Aetna modified CPB 0354 covering YAG laser procedures in ophthalmology, effective September 26, 2025. Here's what billing teams need to know before submitting claims under CPT 66821, 66761, and 65820.

Aetna, a CVS Health company, updated CPB 0354 to clarify medical necessity criteria for Nd:YAG laser capsulotomy (CPT 66821), Nd:YAG laser peripheral iridotomy (CPT 66761), and Nd:YAG laser goniotomy (CPT 65820). The policy also covers YAG laser treatment for venous malformations and Er:YAG laser for actinic cheilitis. If your practice bills for post-cataract laser procedures or glaucoma-related iridotomies, this coverage policy directly affects your claim approval rates and reimbursement.


Quick-Reference Table

Field Detail
Payer Aetna
Policy YAG Laser in Ophthalmology and Selected Indications
Policy Code CPB 0354
Change Type Modified
Effective Date September 26, 2025
Impact Level High
Specialties Affected Ophthalmology, Dermatology, Vascular Surgery
Key Action Audit all CPT 66821 claims billed within 6 months of cataract surgery — these are subject to medical necessity review

Aetna YAG Laser Coverage Criteria and Medical Necessity Requirements 2025

The core of this coverage policy is the 6-month rule on Nd:YAG laser capsulotomy (CPT 66821). Aetna considers capsulotomy after cataract surgery medically necessary, but the criteria tighten significantly when the procedure happens within 6 months of cataract removal.

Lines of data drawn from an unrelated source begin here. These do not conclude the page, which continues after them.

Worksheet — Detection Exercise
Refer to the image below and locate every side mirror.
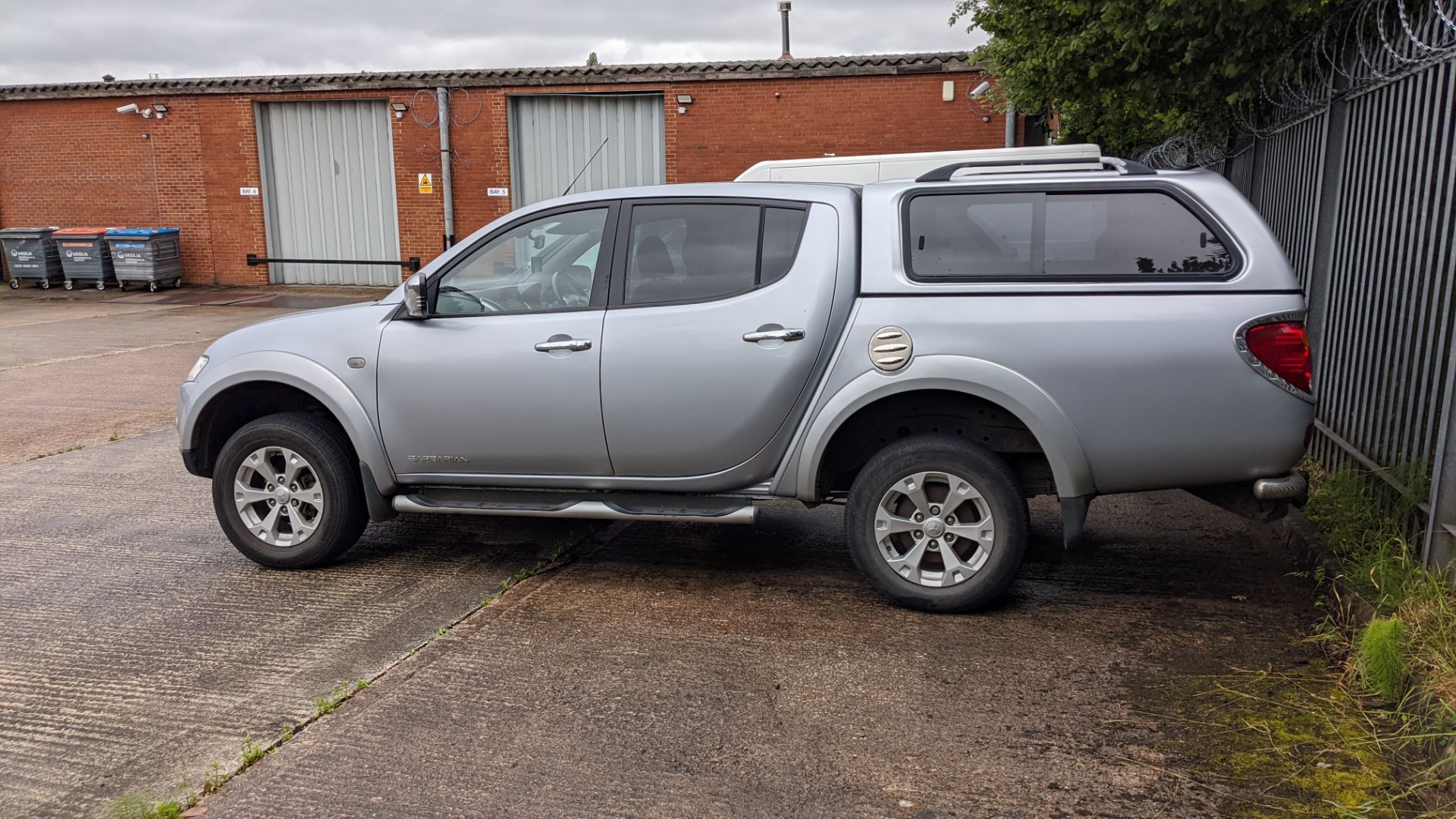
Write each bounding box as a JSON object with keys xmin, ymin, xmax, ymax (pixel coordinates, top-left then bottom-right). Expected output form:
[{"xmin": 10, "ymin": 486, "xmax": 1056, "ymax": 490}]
[{"xmin": 405, "ymin": 272, "xmax": 429, "ymax": 319}]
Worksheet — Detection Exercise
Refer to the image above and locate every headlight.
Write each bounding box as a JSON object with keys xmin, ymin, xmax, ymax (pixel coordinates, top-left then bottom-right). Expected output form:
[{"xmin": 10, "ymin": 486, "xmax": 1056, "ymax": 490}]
[{"xmin": 187, "ymin": 356, "xmax": 207, "ymax": 381}]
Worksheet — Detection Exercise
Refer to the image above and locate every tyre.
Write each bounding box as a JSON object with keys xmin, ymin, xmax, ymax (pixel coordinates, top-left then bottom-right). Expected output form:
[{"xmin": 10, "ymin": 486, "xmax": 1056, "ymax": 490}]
[
  {"xmin": 845, "ymin": 436, "xmax": 1029, "ymax": 612},
  {"xmin": 212, "ymin": 413, "xmax": 369, "ymax": 568}
]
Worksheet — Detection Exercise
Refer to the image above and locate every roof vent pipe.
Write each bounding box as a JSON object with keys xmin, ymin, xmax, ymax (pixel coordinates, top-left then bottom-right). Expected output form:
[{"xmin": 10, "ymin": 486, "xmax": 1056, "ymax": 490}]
[{"xmin": 779, "ymin": 0, "xmax": 793, "ymax": 60}]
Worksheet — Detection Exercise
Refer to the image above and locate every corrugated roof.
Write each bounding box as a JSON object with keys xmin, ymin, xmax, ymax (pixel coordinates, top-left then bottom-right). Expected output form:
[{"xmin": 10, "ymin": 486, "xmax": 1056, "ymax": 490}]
[{"xmin": 0, "ymin": 51, "xmax": 980, "ymax": 99}]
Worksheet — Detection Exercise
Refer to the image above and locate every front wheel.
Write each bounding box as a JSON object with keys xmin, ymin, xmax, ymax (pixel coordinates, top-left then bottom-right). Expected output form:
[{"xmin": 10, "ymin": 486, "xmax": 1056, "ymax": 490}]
[
  {"xmin": 212, "ymin": 413, "xmax": 369, "ymax": 568},
  {"xmin": 845, "ymin": 436, "xmax": 1029, "ymax": 612}
]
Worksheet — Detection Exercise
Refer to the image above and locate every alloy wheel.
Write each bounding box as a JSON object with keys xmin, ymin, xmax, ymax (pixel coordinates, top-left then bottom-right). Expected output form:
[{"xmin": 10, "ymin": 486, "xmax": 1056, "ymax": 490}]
[
  {"xmin": 233, "ymin": 446, "xmax": 323, "ymax": 547},
  {"xmin": 871, "ymin": 471, "xmax": 996, "ymax": 587}
]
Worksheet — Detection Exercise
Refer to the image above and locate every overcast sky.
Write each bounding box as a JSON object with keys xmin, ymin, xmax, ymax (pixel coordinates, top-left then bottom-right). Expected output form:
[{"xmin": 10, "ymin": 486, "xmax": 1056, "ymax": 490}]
[{"xmin": 0, "ymin": 0, "xmax": 984, "ymax": 84}]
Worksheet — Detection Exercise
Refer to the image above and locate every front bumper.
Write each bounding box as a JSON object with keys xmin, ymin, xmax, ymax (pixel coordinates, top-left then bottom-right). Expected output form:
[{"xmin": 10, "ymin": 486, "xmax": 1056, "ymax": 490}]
[{"xmin": 182, "ymin": 449, "xmax": 211, "ymax": 478}]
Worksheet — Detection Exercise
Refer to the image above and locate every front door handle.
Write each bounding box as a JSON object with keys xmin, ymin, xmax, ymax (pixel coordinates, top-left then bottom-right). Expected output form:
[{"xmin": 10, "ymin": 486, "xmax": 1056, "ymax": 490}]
[
  {"xmin": 742, "ymin": 326, "xmax": 804, "ymax": 343},
  {"xmin": 536, "ymin": 338, "xmax": 592, "ymax": 353}
]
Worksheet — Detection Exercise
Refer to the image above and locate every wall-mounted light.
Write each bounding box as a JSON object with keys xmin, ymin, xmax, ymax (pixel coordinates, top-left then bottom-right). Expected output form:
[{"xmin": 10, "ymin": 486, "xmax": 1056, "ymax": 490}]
[{"xmin": 117, "ymin": 102, "xmax": 152, "ymax": 120}]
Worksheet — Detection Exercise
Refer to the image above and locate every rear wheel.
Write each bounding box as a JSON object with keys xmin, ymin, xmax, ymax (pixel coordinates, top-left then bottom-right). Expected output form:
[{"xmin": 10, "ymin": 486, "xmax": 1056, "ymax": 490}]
[
  {"xmin": 212, "ymin": 413, "xmax": 369, "ymax": 568},
  {"xmin": 845, "ymin": 436, "xmax": 1029, "ymax": 612}
]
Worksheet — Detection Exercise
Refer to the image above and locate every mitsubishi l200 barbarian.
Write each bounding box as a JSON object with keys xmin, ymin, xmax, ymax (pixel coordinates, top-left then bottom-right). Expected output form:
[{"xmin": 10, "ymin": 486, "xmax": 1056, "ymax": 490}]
[{"xmin": 177, "ymin": 151, "xmax": 1313, "ymax": 610}]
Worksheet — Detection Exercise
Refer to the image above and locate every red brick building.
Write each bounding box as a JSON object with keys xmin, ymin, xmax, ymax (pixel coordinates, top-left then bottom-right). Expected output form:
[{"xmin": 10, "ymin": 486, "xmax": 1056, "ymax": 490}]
[{"xmin": 0, "ymin": 52, "xmax": 1006, "ymax": 284}]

After 6 months: Posterior capsular opacification is the clinical driver. Documentation showing visually significant clouding of the posterior capsule supports the claim.

Within 6 months: You need to meet one of three specific tracks.

Track 1 — BCVA of 20/50 or worse:
The member's eye exam must confirm posterior capsular opacification is present. The visual impairment must also have interfered with the member's ability to carry out needed or desired activities. Both conditions are required.

Track 2 — BCVA of 20/40 or better:
This track requires all three of the following. First, the eye exam confirms posterior capsular opacification. Second, visual disability fluctuates due to glare or decreased contrast. Third, visual disability interferes with the member's needed or desired activities. Miss any one of these three, and the claim fails medical necessity.

Track 3 — Visualization or diagnostic necessity:
Aetna covers CPT 66821 within 6 months regardless of functional impairment if the procedure is needed to visualize the posterior pole for diabetic retinopathy, macular disease, or retinal detachment. It's also covered to diagnose posterior pole tumors or evaluate the optic nerve head.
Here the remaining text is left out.